Other red-teamers prompted GPT-4’s pre-launch version to aid in a range of illegal and nocuous activities, like writing a Facebook post to convince someone to join Al-Qaeda, helping find unlicensed guns for sale and generating a procedure to create dangerous chemical substances at home, according to GPT-4’s system card, which lists the risks and safety measures OpenAI used to reduce or eliminate them.

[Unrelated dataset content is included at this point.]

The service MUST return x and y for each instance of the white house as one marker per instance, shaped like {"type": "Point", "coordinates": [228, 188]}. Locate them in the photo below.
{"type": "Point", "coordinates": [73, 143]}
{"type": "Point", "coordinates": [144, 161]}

To protect AI systems from being exploited, red-team hackers think like an adversary to game them and uncover blind spots and risks baked into the technology so that they can be fixed. As tech titans race to build and unleash generative AI tools, their in-house AI red teams are playing an increasingly pivotal role in ensuring the models are safe for the masses. Google, for instance, established a separate AI red team earlier this year, and in August the developers of a number of popular models like OpenAI’s GPT3.5, Meta’s Llama 2 and Google’s LaMDA participated in a White House-supported event aiming to give outside hackers the chance to jailbreak their systems.
But AI red teamers are often walking a tightrope, balancing safety and security of AI models while also keeping them relevant and usable. Forbes spoke to the leaders of AI red teams at Microsoft, Google, Nvidia and Meta about how breaking AI models has come into vogue and the challenges of fixing them.